The example I am going to use to illustrate the point, whilst it may seem far-fetched, is not so unlikely if the relevant philosophical literature is to be believed. Firstly, consider this. Why do we idolise and respect those who climb Mount Everest? Obviously, because it’s really hard to climb. It takes years of training, unbelievable levels of endurance, and, I would imagine, really hurts. If I were to ask you, whether me climbing Everest on a computer game compares to the real thing in terms of difficulty, the answer would be no. All I’m doing is sitting on my sofa playing on a console. Therefore, I don’t deserve the reception that a real mountain climber deserves.

But now consider this. You put on a headset that is so realistic if you didn’t know any better you’d swear you were on Everest.

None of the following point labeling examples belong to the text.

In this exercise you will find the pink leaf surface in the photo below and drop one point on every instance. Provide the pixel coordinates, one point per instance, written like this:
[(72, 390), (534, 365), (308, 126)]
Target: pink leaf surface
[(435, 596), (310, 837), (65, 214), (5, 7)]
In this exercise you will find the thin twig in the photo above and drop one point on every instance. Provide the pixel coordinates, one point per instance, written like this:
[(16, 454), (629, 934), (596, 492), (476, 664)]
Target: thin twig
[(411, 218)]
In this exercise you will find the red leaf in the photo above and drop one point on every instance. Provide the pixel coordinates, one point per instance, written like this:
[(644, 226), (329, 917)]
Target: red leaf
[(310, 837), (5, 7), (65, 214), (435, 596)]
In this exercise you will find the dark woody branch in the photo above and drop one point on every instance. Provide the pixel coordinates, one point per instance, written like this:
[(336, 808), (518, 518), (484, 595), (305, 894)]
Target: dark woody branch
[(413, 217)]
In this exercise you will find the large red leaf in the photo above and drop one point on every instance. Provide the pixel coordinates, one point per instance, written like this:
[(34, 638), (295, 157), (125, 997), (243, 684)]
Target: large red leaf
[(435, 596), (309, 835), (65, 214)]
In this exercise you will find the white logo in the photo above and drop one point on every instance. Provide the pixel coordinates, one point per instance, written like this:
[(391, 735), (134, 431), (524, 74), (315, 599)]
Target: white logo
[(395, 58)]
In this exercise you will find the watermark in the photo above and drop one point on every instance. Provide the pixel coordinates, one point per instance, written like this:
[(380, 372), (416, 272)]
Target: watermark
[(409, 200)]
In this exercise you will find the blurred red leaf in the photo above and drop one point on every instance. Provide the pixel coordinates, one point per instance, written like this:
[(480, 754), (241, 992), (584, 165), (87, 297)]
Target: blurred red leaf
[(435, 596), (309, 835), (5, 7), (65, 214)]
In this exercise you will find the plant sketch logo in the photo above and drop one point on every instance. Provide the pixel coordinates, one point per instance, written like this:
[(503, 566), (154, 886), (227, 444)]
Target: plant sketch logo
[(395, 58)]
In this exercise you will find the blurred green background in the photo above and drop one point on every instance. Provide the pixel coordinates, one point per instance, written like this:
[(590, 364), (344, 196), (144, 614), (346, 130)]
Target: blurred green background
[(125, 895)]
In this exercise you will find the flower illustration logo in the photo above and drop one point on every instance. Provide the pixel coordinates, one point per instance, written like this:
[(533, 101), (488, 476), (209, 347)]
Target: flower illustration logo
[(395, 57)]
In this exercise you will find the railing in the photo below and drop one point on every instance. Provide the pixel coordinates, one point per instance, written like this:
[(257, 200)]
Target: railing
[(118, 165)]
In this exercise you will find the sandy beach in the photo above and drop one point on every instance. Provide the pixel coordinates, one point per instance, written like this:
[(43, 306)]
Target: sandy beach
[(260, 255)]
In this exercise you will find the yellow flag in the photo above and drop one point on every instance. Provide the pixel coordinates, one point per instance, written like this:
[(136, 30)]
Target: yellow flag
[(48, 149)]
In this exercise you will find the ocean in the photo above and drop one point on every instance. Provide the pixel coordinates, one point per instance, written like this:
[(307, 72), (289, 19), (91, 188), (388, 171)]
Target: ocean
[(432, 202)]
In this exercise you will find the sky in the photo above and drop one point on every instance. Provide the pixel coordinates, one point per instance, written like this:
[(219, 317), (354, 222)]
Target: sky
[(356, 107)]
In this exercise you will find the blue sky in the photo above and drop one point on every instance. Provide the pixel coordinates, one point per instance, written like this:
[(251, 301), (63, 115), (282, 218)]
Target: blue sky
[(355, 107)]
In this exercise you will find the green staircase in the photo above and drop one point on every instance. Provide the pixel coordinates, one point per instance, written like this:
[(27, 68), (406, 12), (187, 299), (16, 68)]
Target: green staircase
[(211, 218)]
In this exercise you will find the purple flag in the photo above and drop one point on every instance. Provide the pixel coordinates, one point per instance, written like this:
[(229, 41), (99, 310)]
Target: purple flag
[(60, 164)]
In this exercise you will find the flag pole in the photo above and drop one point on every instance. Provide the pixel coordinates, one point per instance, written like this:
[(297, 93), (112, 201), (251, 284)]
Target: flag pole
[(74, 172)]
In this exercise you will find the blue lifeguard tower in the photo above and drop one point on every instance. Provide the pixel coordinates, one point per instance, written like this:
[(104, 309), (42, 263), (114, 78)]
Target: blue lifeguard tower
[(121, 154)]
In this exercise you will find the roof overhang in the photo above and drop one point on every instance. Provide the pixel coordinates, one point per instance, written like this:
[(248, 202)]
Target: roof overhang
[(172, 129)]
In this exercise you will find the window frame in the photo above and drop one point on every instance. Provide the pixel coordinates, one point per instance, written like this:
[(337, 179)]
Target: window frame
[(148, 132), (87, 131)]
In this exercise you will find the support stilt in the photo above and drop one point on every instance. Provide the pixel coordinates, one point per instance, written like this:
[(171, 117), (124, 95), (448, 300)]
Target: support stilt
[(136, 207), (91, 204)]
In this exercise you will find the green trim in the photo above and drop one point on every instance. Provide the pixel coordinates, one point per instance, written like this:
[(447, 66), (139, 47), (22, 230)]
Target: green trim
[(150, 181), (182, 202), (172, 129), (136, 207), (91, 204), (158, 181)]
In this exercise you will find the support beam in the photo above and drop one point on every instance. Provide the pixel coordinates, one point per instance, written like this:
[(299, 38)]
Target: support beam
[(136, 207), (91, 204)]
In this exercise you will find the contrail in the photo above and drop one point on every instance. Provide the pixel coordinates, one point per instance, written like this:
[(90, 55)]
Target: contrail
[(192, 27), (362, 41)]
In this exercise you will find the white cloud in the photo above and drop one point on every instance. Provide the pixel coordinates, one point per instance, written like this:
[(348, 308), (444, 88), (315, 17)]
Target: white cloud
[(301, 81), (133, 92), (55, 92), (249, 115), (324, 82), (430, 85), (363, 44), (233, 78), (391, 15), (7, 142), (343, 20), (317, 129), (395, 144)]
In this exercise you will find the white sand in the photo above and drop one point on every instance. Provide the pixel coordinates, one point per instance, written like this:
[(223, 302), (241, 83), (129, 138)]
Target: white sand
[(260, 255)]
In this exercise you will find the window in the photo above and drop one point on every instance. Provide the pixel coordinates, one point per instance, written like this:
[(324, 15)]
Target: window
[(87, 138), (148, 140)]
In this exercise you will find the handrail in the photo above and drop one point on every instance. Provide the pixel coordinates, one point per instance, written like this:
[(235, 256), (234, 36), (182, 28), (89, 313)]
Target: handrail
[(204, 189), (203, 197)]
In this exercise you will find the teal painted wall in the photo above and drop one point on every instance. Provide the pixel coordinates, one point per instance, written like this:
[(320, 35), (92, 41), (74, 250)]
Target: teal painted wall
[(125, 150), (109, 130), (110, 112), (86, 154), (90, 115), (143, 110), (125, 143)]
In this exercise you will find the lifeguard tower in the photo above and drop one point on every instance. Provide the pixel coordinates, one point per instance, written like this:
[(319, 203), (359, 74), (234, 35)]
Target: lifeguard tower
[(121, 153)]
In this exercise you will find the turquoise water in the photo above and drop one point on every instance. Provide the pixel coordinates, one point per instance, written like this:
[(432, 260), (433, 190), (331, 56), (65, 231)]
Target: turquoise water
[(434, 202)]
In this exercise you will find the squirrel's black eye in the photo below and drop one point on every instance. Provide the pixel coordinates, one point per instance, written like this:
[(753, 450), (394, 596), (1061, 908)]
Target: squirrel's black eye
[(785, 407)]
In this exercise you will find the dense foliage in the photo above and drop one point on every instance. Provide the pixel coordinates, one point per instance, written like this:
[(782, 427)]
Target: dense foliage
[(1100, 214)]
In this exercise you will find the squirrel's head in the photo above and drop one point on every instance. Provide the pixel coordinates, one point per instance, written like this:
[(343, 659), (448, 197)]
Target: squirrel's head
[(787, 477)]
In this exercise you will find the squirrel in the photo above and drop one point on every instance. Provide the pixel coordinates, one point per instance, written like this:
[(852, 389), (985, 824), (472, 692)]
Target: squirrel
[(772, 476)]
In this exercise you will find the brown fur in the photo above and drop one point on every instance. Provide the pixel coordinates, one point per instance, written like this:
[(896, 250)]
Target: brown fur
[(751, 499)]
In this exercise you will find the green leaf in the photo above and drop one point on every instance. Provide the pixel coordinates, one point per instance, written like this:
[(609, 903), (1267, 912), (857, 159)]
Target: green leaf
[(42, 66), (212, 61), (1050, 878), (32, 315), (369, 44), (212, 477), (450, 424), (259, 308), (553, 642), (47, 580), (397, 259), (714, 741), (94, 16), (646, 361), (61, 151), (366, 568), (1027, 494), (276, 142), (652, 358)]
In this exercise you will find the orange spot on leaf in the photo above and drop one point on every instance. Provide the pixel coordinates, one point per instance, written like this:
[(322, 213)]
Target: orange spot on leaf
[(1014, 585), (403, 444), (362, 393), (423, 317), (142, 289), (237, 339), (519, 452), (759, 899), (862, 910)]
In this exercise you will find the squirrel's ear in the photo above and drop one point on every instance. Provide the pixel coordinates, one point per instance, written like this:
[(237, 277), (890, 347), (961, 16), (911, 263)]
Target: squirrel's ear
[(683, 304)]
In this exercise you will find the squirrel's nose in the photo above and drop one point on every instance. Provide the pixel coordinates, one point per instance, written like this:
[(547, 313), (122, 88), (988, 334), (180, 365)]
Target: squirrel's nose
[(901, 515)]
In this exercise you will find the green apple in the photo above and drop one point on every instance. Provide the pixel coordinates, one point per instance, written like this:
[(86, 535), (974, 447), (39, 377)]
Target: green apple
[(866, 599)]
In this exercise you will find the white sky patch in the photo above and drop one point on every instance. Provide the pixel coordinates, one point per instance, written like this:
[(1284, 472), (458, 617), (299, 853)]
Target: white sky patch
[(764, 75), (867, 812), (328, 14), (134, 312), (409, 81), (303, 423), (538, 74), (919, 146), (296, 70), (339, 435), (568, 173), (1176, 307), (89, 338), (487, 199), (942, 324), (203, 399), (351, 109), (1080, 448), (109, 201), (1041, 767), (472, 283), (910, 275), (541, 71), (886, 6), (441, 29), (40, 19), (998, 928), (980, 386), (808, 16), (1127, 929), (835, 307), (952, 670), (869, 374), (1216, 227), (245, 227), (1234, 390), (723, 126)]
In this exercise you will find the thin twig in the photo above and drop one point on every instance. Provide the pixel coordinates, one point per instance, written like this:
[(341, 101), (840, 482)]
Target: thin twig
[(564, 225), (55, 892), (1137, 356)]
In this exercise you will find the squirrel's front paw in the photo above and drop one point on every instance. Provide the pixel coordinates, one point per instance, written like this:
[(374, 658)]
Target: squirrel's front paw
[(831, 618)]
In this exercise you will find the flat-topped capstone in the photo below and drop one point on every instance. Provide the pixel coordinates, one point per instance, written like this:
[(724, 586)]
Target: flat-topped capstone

Furthermore, you are wearing a full body suit that can mimic, down to a T, every sensation one might have climbing Everest. Every bite from the freezing wind, all the aches and pains that undoubtedly ravage the bodies of people who climb Everest, perfectly accurately. So to put it simply, it is just as physically demanding for you to climb Everest, in terms of pain, as it would be for someone actually climbing the mountain. Would this be regarded as comparatively impressive?

This is still a video game, one might say, your body hasn’t actually moved anywhere, so one could argue that because of that fact, no it wouldn’t be. But again we come back to the earlier question. What’s so hard about actually moving your limbs in such a way so as to climb Everest? It’s really difficult for a number of reasons. But in the near future, every stress and strain you would expose yourself to on the mountain may be simulated artificially in your brain. After all, our brains tell us when something hurts. For you, it wouldn’t matter that you hadn’t actually been there, your body would hurt just as much as if you had.

This is a specific example, but the same could apply to a virtual experience where you swim the English Channel, or complete a marathon. Now when it comes to how much credit we give someone for doing something, there are things other than physical endurance we take into account. Perhaps you are running the marathon for charity, which is admirable and worthy of praise even if you come last.

But, it seems to us that the experiences would be comparable on a physical level, and thus, effectively, playing a video game where you climb Everest would warrant congratulations in the same realm as those you would give to someone who had actually been and done it.